Dengan inkubator memadai dan diselimuti institusi perekonomian solid, denyut nadi industri yang semula lemah bisa kembali normal.

Dengan degup industri yang kuat, ekspor Indonesia diharapkan semakin menanjak sehingga tekanan pada neraca akun semasa (current account) bisa mereda.

Kinerja neraca akun semasa yang baik tentunya akan semakin meminimalisasi tekanan pada perekonomian. Yang jelas proses ini butuh waktu dan butuh kesabaran.

Menangkal efek tular

Untuk menangkal efek tular dari covid-19 di jangka pendek, upaya pemerintah perlu difokuskan pada insentif harga-harga produk konsumsi.

Menurut hitung-hitungan kami, dengan skenario 10% penurunan harga, output punya potensi meningkat hingga 0,18% dan meningkatkan pendapatan rumah tangga sebesar 0,26%.

Hal ini sejalan dengan dominannya kontribusi sektor konsumsi pada perekonomian Indonesia.

Berikutnya, di jangka menengah merujuk pada perhitungan struktur perekonomian Indonesia, jasa angkutan udara merupakan salah satu sektor paling penting dengan keterkaitan hulu dan hilir (backward and forward linkage) yang tinggi.

Dari perhitungan kami pada 17 sektor kunci, dalam ekonomi yang memiliki forward dan backward linkage paling tinggi, jasa transportasi udara setidaknya terhubung dengan beberapa sektor, yaitu angkutan jalan raya, reparasi mobil dan motor, restoran dan perhotel­an (pariwisata), industri sepeda motor, jasa informasi, serta jasa penunjang angkutan.

Dengan demikian, dorongan yang berasal dari industri ini akan berdampak signifikan kepada sektor-sektor yang lain.

Tak kurang dari industri kargo, restoran dan hotel, serta pariwisata secara keseluruhan akan terkena dampak dari kebijakan positif ini, mengingat sektor pariwisata dan kargo merupakan penghela perekonomian Indonesia.
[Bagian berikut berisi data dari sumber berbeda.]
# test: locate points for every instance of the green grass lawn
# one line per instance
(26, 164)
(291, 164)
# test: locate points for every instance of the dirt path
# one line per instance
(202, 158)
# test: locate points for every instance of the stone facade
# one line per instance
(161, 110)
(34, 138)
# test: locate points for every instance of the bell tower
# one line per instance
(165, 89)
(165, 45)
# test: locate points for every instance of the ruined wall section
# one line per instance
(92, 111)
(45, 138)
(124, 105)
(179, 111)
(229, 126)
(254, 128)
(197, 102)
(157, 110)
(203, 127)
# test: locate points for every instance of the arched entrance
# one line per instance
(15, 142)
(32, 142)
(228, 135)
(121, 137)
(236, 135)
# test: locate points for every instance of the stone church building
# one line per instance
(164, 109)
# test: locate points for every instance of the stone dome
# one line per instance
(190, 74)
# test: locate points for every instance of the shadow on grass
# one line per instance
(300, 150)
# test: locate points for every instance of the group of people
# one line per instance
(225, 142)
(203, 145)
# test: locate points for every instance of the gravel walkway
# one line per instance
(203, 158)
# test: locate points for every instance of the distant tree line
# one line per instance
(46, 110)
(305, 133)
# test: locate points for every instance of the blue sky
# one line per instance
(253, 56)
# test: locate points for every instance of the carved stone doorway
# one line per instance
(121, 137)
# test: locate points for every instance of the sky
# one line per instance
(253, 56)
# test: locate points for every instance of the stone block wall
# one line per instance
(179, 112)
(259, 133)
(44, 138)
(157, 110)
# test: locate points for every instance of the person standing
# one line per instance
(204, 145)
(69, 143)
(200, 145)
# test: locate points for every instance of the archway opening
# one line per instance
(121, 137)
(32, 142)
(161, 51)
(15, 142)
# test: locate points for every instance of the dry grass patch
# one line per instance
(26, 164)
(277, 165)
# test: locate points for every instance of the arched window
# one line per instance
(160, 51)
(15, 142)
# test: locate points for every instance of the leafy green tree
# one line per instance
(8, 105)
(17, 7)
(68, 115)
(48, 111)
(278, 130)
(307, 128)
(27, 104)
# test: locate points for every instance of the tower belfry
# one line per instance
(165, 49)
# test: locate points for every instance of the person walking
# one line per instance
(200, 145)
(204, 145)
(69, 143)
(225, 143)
Maka, langkah pemerintah untuk memberikan insentif harga bagi sektor transportasi udara akan menciptakan bantalan empuk bagi perekonomian.

Berikutnya ialah pemilihan negara nontradisional. Dengan banyaknya masalah yang mengiringi perekonomian mitra tradisional Indonesia (AS, Tiongkok, Jepang, Singapura), perlu dibuat peta jalan lebih konkret untuk menyasar mitra nontradisional.

Berdasarkan studi kami beberapa tahun lalu, negara-negara Afrika, semisal Pantai Gading, Afrika Selatan, Nigeria, dan negara-negara Amerika Latin, seperti Argentina, Brasil, Cile, dan Peru. Bahkan, negara-negara Eropa Timur yang meliputi Rusia, Polandia, dan Ukraina merupakan negara-negara yang sangat potensial untuk dijadikan sasaran ekspor dan juga peningkatan kerja sama ekonomi lebih luas.

Diversifikasi portofolio negara tujuan ekspor menjadi sangat penting di jangka menengah dan panjang untuk dapat menjaga kesinambungan perekonomian Indonesia.

Saat ini memang tantangan perluasan pasar ialah dari sisi logistik dan ongkos transportasi, tetapi secara dinamis kendala ini bisa berkurang seiring dengan meningkatnya skala ekonomis dari para mitra dagang tersebut.

Pencapaian skala ekonomis tersebut akan dapat diakselerasi apabila dengan perjanjian kerja sama ekonomi formal berupa FTA atau CEPA.

Ke depan, liberalisasi dan peningkatan kompetisi merupakan salah satu jawaban untuk meningkatkan resiliensi perekonomian Indonesia.

Solusi jangka panjang harus melibatkan ekosistem perekonomian secara utuh yang sebagaian besar berakar pada permasalahan institusional.

Melawan musuh yang tidak terlihat memang sulit, tetapi kadang kala jauh lebih sulit untuk mengenali diri sendiri.

Jangan-jangan itulah tantangan terbesar untuk perekonomian Indonesia, mengenali diri sendiri.